WHAT UP, NEWBIES? Welcome to Seals 'R Us - the très mystérieux land of monsters, mayhem, and inevitable confusion! I'm Kenzi and my contributions toward your unfortunate post-apocalyptic vacay are as follows:
1. Ruh-roh! You're in an alternate universe! Demons are real! The Seal is an unpredictable mystical douche that could randomly dump you on the moon or turn you into a monkey or send in your worst enemy AT ANY POSSIBLE MOMENT! Well, shit. What's a displaced person to do? Simple: get your party on. Ditch your displaced woes for a night and breathe! You don't know anyone here? No prob! I'll take you out, I'll get to introducing, and soon enough you'll find that you actually aren't as alone in this mess as you think you are.

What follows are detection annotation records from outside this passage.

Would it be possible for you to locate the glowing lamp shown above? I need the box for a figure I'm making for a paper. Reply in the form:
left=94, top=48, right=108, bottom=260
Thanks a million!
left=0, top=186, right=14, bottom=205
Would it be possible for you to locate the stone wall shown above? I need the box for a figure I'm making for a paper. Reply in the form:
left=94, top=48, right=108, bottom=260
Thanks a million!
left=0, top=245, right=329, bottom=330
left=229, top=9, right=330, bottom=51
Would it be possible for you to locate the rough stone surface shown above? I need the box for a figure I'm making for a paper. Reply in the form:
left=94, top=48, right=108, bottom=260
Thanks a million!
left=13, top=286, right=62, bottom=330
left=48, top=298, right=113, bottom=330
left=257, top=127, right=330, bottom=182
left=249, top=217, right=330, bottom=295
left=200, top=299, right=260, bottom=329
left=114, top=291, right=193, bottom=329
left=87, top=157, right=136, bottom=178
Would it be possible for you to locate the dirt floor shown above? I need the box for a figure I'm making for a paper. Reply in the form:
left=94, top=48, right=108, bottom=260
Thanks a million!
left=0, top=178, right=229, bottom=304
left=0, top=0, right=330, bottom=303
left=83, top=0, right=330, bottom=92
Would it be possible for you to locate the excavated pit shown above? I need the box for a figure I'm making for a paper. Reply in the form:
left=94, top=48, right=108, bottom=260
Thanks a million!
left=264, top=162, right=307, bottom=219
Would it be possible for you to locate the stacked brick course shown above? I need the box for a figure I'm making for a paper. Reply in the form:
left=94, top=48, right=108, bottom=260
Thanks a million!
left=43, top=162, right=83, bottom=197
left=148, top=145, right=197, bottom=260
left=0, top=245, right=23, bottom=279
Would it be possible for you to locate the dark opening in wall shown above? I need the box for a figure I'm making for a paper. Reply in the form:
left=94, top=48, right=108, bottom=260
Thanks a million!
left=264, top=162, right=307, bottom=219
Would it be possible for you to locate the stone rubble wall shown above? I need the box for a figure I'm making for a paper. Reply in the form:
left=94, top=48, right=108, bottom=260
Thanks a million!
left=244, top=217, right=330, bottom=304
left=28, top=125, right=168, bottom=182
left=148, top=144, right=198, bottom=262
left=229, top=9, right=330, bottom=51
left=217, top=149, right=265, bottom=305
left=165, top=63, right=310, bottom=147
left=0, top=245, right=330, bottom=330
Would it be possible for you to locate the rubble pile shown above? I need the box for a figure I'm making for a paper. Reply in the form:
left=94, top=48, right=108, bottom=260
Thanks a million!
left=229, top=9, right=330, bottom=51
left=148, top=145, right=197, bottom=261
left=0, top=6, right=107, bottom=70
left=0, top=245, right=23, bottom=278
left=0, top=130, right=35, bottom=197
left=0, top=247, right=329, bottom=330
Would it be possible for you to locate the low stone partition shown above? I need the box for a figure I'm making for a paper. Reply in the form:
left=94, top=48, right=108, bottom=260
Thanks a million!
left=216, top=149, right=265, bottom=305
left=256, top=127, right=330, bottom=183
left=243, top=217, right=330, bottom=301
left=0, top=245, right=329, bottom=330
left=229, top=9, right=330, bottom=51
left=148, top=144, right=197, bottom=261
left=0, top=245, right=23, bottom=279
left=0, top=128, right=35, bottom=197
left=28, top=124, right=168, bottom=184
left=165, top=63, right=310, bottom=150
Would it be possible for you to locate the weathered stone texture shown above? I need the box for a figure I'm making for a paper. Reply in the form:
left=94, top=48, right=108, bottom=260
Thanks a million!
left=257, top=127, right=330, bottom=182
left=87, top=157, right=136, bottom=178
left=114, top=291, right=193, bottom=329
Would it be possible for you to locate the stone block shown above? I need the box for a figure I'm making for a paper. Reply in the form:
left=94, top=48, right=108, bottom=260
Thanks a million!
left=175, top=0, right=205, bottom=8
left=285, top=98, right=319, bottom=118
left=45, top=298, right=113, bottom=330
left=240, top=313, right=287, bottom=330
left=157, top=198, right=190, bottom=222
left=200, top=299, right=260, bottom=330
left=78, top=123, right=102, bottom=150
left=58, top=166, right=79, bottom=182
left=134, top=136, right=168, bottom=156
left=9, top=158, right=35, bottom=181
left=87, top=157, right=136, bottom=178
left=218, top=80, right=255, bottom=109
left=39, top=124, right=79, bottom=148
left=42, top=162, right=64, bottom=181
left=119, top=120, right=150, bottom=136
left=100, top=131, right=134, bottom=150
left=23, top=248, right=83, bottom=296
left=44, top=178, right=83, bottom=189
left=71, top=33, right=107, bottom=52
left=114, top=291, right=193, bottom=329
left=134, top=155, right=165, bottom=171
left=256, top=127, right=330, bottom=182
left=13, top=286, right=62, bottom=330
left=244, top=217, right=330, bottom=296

2. Not much of a drinker? No big! There's one form of therapy that I find even more appealing than washing away your woes behind a bottle - SHOPPING. You're new. You have nothing to wear. It is time, my friends, to treat yo selves. And who better to do it with than your friendly, neighborhood me? Lawrence is limited when it comes to fashion, but I know the wheres and I am all too willing to help you all rustle up a wardrobe worthy of your fab selves.
3. So you don't like shopping. That is incredibly tragic and we're probably going to need to have a serious conversation, but okay, okay. I'll deal. There are still sights to see and places to go and you're probably gonna want to get the lay of the land. If you need a tour guide? Look no further. I've got you covered, ladies and gents.
In other news, I'm off the meds and up and at 'em (hence the post!), but these bandages are super itchy. I've said it before and I'll say it again: PETER PAN AND HIS LOST BOYS ARE LITTLE BITCHES WHO DESERVE TO BE STRANDED ON THAT STUPID ISLAND.
Oh, and Felicia. Dude, I'm glad you're back, but the coffee delivery was really not a thing that needed to happen. You know how I feel about shit coffee that is actual shit.